Salvezza dietro l’angolo. Se domani batte la Fiorentina potrebbe essere festa

INVIATO A BENEVENTO. Il Cagliari è concentrato sulla partita di domani con la Fiorentina. Le polemiche scatenate dal Benevento per il rigore concesso e poi cancellato (nel mirino dei campani è finito Mazzoleni, domenica al Var), non riguardano la società rossoblù. La salvezza è davvero vicina e potrebbe addirittura essere festeggiata con due giornate di anticipo se la squadra di Semplici battesse i viola e il Benevento perdesse a Bergamo con l'Atalanta. Al "Vigorito" i Quattro Mori hanno vinto la battaglia dei nervi. Hanno saputo gestire una situazione complicata dal clima di tensione nel quale si è giocata la sfida. Proprio da questo aspetto bisogna partire per spiegare la resurrezione di un gruppo che una ventina di giorni fa sembrava pronto per precipitare all'inferno. Il merito dell'allenatore è stato soprattutto quello di togliere dalle spalle dei giocatori il fardello di responsabilità con il quale andavano in campo. Un salto di qualità sul piano caratteriale che ha consentito ai singoli di esprimere le proprie qualità tecniche, soffocate a lungo dalla paura di sbagliare.

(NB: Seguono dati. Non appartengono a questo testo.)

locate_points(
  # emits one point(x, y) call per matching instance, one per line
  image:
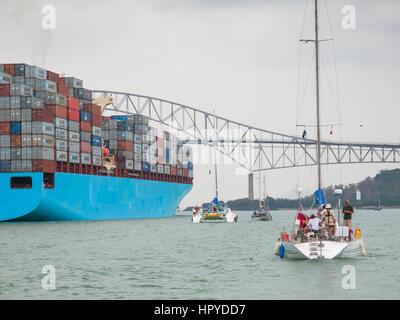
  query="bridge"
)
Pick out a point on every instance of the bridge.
point(252, 148)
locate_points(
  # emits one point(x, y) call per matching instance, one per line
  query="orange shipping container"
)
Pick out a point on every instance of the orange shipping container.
point(125, 145)
point(58, 111)
point(4, 127)
point(73, 103)
point(86, 126)
point(15, 140)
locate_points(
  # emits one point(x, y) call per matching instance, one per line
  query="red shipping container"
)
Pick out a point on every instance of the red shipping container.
point(4, 127)
point(94, 109)
point(86, 147)
point(86, 126)
point(73, 103)
point(52, 76)
point(125, 145)
point(42, 115)
point(15, 140)
point(58, 111)
point(73, 115)
point(44, 166)
point(173, 170)
point(4, 89)
point(9, 69)
point(96, 120)
point(61, 89)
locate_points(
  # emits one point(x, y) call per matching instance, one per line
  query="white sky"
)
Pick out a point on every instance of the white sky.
point(237, 57)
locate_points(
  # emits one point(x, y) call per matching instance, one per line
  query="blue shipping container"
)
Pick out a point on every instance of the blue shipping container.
point(146, 166)
point(84, 116)
point(96, 141)
point(15, 127)
point(120, 118)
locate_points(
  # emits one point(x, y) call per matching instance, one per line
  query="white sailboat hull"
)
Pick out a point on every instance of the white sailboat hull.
point(261, 218)
point(323, 250)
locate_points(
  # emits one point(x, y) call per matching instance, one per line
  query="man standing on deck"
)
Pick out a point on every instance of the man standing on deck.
point(347, 214)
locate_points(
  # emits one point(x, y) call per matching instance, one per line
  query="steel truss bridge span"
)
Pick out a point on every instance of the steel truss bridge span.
point(252, 148)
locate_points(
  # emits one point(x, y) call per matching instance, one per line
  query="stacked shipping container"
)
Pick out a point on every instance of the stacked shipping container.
point(47, 121)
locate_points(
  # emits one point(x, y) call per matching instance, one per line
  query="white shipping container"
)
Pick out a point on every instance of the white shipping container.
point(74, 147)
point(5, 154)
point(26, 127)
point(61, 134)
point(26, 140)
point(61, 145)
point(62, 156)
point(61, 123)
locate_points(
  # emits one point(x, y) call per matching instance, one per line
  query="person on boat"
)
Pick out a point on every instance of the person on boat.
point(320, 209)
point(348, 212)
point(314, 224)
point(329, 219)
point(305, 223)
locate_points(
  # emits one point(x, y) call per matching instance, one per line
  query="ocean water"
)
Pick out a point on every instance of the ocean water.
point(172, 258)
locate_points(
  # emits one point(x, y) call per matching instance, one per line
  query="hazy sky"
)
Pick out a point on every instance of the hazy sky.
point(240, 58)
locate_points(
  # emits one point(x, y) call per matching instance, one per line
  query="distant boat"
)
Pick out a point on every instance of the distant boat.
point(262, 213)
point(378, 206)
point(215, 212)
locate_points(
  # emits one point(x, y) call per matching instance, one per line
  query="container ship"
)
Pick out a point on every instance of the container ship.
point(61, 158)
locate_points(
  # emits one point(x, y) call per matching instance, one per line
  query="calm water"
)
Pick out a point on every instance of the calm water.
point(173, 259)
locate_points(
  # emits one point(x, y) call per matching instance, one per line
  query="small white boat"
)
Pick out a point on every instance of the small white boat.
point(215, 212)
point(227, 215)
point(322, 249)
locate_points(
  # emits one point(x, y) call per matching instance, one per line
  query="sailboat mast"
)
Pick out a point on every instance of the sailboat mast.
point(317, 94)
point(215, 157)
point(259, 176)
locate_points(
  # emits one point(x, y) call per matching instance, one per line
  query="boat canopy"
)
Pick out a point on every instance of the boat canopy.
point(319, 197)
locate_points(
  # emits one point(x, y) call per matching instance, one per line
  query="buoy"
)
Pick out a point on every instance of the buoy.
point(282, 251)
point(276, 248)
point(362, 248)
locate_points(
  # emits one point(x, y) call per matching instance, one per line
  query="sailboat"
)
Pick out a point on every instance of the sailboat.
point(262, 213)
point(215, 212)
point(378, 206)
point(301, 244)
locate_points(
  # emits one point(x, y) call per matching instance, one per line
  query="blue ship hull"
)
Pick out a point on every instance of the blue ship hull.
point(88, 197)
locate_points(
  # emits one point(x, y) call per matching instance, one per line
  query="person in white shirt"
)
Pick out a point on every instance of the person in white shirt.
point(313, 224)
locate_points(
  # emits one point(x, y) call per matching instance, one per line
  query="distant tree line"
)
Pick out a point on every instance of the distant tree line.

Recupero. L'altro merito di Semplici è stato quello di aver recuperato giocatori finiti nel dimenticatoio. Uno su tutti, Pavoletti, che con la gestione Di Francesco ha scaldato a lungo la panchina. Il mister ha fatto sentire tutti coinvolti nel progetto, ha dato fiducia a tutti e anche ai giovani (Carboni è un esempio), ricevendo risposte importanti sul campo. Si è poi affidato all'esperienza di giocatori come Godin, Nainggolan e Joao Pedro, ai quali ha chiesto aiuto, di esercitare il loro ruolo di leader nello spogliatoio. Ha poi trovato la giusta posizione sul campo a Marin e il romeno ha cambiato marcia, mettendo in mostra le sue doti che il ruolo di regista ( non è nelle sue corde) nascondeva.

Rush finale. Il capolavoro è quasi completato. Manca solo la ciliegina sulla torta che verrà messa solo quando la matematica dirà che il Cagliari è salvo. Potrebbe succedere già domani. La testa è proiettata solo al match con la Fiorentina, avversario scorbutico, non ancora al sicuro. Sarà un'altra battaglia da combattere con intelligenza, con lo stesso spirito agonistico visto a Napoli e Benevento. Senza farsi prendere dalla frenesia da prestazione ma con laconvinzione di centrare un traguardo che adesso è dietro l'angolo.